Several years ago an email came in from a listener that ran like this:
Dinner dynamics intrigue me. Gather a group at a table and inevitably someone ends up being ignored while everyone else talks. It is hurtful, yet is there a solution?
My original answer was this: If you get to decide who sits where, arrange guests by personal chemistry. Seat generous engaging types who naturally bring out the best in others next to shy ones. Pair up outgoing, potential scene stealers who love to talk. They'll work all evening at enthralling each other, while giving the table just the right measure of entertainment.
Years ago an even better solution existed. Etiquette dictated you talked to the person on your right through the first half of the meal and the one on your left during the second half. Pretty civilized.
Since that email there's been more musing over this question of dinner dynamics, not a little personal trial and error experimentation, and a lot of gathering of wisdom from others. Today, in interviewing designer Isaac Mizrahi, I found out he is terrified of cooking for friends. Isaac cooks all the time for his boyfriend and loves it, but when others are coming to dinner, he freezes. Sound familiar? Turns out he uses the Tom Sawyer approach ? that is, convincing friends what fun it would be for them to cook for him (and each other) when they are invited to dine (Mark Twain's Tom Sawyer applied the same logic in getting his pals to paint his fence).
My own version of this is to deflect the great expectations of eating at our house by suggesting pot luck. "Everyone has a chance to shine," say I. And everyone lifts the pressure from my having to produce perfection. Besides, I love other people's cooking.
Back to dinner dynamics. Isaac's ice breaker is as he puts it, "booze." He explained that the fashion doyenne Diana Vreeland believed that if you had a stunning top and bottom what was in between didn't matter. In her lexicon that meant gorgeous hair and shoes. Isaac's dinner dynamic rendition of this concept is an original drink as an ice breaker and a dynamite dessert.
From Washington, D.C. hostess Sally Quinn we heard about seating. She spends more time figuring out who to put next to whom than anything else. Her best advice was, "It is not about you, your food, your home, your brilliance; it is about your guests. Figure out how to make sure they have fun and feel welcome, and the evening flies."
It reminded me of the '80s, that era of competitive cooking. You'd spend night after night the week before a dinner cooking your heart out, doing ridiculously elaborate dishes. By the time your company arrived you hated the sight of them and you were so exhausted you couldn't wait for them to leave. I paid those dues a long time ago and shall not do it again.
All this and our own mistakes gave us some home rules. First, just because you love them all doesn't mean your friends will like each other. When bringing people together think chemistry and who will spark whom.
Second, crowd the seating around the table. You have to talk to someone if you are practically rubbing shoulders with them.

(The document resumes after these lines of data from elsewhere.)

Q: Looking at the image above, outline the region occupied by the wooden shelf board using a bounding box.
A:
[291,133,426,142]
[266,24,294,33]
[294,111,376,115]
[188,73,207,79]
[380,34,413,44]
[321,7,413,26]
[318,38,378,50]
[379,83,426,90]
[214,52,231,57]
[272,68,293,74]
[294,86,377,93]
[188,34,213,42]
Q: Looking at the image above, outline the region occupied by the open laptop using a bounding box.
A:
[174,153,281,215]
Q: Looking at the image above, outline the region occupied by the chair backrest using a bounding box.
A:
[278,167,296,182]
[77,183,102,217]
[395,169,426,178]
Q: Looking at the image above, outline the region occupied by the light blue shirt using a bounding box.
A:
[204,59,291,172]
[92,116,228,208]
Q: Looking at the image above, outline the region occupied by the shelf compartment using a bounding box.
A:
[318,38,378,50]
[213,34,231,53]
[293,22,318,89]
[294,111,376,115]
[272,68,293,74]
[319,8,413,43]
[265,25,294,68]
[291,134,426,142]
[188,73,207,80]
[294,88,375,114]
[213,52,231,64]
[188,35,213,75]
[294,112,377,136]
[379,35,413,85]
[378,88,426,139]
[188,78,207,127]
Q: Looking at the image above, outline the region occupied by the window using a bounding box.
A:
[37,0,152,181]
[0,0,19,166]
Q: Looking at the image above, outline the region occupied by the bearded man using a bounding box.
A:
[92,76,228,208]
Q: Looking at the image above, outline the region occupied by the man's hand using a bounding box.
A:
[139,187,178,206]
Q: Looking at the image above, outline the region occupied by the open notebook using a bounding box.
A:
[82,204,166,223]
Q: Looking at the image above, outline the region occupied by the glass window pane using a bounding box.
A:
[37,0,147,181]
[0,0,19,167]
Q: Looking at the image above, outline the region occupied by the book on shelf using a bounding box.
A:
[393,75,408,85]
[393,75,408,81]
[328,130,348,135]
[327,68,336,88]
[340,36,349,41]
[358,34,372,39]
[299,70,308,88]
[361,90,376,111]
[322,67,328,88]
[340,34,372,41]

When everyone gathers around the table figuring out where to sit, announce the house rule: "You can't sit next to the person you sleep with." It always gets a laugh and breaks up that security blanket thing that some couples use to insulate themselves from engaging with others.
Third, cook what you like to eat, but do nothing that demands immediate serving. That's pressure you don't need. Cook to your own taste, not the imagined taste of others. Three dishes served generously are better than six that you've fussed over. Lots of wine and non-alcoholic liquids comfort people. Fussy starters sap your energy and kill off appetites. Besides, you want people really hungry when they sit down.
Lastly, follow Isaac Mizrahi's advice about having a lavish dessert. It's the thing most of us remember. It could be homemade ice cream or a frozen mousse you made last week, or a store bought pie served with dead easy to make panna cotta.
And relax. Enjoy. If you do, so will everyone else.